Una
semana más tarde invitaban a Andrei Efímich a tomarse un descanso, es decir, a
presentar la dimisión, hecho que él acogió con indiferencia, y pasada otra
semana Mijaíl Averiánich y él se encontraban ya en el coche de posta, camino de
la estación de ferrocarril más cercana. Los días eran frescos y claros, el
cielo era azul y se divisaba hasta la última línea del horizonte. Las
doscientas verstas que les separaban de la estación las recorrieron en dos
días, pernoctando dos veces en el camino.
Cuando
en las estaciones de posta les servían el té en vasos sucios o tardaban en
enganchar los caballos, Mijaíl Averiánich se ponía rojo y gritaba frenético:
«¡Silencio!
¡No quiero excusas!» Y en el coche no cesaba ni un instante de contar sus
viajes por el Cáucaso y el reino de Polonia. ¡Cuántas aventuras había tenido,
cuántos encuentros! Hablaba a gritos y ponía unos ojos tan extraños, que podía
pensarse que mentía. Por añadidura, hablaba echando el aliento a la cara de
Andrei Efímich y riendo a carcajadas en su mismo oído. Esto molestaba al doctor
y no le dejaba pensar y concentrarse.
Por
motivos de economía, sacaron billetes de tercera, de un vagón para no
fumadores. La mitad de los viajeros era gente bien trajeada. Mijaíl Averiánich
no tardó en trabar conocimiento con todos y, pasando de un asiento a otro,
decía a gritos que no se debía utilizar aquellos indignantes trenes. ¡Todo era
un engaño! Otra cosa era ir a caballo: en un día recorría uno cien verstas y se
sentía tan fresco. Y las malas cosechas se debían, en Rusia, a que habían
desecado los pantanos de Pirisk. En general, las anormalidades eran terribles.
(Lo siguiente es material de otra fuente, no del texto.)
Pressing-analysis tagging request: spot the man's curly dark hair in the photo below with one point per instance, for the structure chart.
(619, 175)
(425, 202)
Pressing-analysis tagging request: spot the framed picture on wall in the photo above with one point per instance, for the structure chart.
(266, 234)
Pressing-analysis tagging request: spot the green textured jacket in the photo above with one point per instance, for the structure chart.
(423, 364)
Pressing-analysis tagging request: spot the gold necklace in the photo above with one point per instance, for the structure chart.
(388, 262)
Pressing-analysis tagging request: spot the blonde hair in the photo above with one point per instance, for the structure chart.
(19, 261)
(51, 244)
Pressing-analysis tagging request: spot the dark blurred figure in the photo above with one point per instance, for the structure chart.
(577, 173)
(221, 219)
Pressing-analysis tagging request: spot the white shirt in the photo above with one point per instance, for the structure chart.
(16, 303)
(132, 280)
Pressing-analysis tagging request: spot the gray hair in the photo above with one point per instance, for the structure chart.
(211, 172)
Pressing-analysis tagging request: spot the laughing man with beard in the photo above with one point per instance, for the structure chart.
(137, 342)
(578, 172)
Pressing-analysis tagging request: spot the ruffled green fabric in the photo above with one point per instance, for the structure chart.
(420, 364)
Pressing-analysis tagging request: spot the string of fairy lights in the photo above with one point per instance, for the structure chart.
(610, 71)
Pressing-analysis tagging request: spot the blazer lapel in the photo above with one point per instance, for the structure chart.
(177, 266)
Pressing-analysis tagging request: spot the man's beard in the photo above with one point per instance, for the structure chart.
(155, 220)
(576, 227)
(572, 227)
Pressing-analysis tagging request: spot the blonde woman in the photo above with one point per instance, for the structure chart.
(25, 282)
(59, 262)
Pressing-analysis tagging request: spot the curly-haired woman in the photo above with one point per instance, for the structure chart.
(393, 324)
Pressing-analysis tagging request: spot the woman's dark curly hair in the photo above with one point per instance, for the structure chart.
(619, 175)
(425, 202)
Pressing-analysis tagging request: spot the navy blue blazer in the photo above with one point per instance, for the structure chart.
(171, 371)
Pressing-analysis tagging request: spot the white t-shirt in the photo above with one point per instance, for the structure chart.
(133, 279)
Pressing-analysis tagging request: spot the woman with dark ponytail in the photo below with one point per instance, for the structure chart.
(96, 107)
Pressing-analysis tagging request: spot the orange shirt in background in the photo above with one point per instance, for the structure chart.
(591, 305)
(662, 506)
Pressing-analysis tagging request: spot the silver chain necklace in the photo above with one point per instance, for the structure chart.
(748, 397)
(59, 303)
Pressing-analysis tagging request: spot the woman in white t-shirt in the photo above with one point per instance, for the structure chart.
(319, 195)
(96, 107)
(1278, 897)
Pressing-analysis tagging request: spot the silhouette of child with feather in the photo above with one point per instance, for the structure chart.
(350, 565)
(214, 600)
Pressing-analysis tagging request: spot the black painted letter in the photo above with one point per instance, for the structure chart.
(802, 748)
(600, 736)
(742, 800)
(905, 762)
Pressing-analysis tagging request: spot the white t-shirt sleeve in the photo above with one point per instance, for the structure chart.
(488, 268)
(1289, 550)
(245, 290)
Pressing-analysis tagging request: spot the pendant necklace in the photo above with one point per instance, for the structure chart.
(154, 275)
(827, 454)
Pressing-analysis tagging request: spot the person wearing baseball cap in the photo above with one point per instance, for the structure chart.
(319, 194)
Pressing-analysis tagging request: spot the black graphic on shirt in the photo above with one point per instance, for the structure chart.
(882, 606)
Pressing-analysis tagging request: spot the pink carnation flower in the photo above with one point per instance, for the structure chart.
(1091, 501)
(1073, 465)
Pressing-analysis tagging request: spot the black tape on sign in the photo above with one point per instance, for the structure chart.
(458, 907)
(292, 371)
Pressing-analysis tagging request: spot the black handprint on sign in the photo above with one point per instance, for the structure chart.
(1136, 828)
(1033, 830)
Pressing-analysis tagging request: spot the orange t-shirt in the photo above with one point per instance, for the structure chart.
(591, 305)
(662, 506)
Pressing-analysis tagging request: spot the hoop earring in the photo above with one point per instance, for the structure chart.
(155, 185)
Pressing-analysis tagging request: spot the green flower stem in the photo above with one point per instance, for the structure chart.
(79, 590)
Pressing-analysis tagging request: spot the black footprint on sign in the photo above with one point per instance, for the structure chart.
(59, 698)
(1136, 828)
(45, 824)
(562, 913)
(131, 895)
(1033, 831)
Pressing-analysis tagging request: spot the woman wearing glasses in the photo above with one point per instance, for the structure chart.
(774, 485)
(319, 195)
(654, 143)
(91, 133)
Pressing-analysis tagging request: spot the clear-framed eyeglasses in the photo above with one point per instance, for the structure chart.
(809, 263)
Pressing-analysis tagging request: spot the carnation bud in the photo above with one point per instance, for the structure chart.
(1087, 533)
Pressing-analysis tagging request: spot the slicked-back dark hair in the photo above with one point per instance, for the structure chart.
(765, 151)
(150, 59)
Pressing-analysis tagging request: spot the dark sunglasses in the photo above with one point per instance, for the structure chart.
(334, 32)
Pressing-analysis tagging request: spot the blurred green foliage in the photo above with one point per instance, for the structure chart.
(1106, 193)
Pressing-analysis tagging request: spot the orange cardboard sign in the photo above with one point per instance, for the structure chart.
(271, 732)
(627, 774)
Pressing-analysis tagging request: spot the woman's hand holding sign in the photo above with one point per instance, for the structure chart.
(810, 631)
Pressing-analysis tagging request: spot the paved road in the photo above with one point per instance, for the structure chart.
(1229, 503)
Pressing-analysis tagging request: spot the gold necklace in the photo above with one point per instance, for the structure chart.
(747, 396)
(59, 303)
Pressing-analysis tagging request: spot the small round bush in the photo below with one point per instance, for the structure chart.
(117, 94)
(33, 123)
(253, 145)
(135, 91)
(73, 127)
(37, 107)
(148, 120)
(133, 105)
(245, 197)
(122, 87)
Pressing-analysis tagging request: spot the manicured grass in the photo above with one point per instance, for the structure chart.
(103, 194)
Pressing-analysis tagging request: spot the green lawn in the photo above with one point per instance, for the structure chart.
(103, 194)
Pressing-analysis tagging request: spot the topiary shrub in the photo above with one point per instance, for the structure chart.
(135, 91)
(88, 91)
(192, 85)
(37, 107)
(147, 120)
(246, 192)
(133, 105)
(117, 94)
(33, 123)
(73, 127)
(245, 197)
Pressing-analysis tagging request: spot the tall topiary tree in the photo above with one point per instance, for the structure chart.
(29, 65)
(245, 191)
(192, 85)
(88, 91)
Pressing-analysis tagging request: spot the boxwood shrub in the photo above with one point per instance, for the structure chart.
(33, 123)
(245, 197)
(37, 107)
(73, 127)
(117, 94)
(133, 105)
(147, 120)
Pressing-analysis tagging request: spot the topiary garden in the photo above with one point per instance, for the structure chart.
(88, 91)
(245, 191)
Se acaloraba, hablaba a gritos y no dejaba intervenir a nadie. Esta charla
interminable, salpicada con risotadas y gestos expresivos, acabó por fatigar a
Andrei Efímich.
«¿Quién
de nosotros dos es el loco? -pensaba irritado. ¿Yo, que procuro no molestar a
los viajeros, o este egoísta, que se cree el más inteligente de todos y no deja
tranquilo a nadie?»
En
Moscú, Mijaíl Averiánich se puso levita militar sin charreteras y pantalones de
ribetes rojos.
Por
la calle iba con gorra militar y capote, y los soldados le saludaban a su paso.
A Andrei Efímich le parecía ahora que su compañero había perdido todo cuanto de
bueno tuviera en otros tiempos en sus costumbres señoriales, quedándole lo
malo. Le agradaba que le atendieran hasta cuando no era necesario en absoluto.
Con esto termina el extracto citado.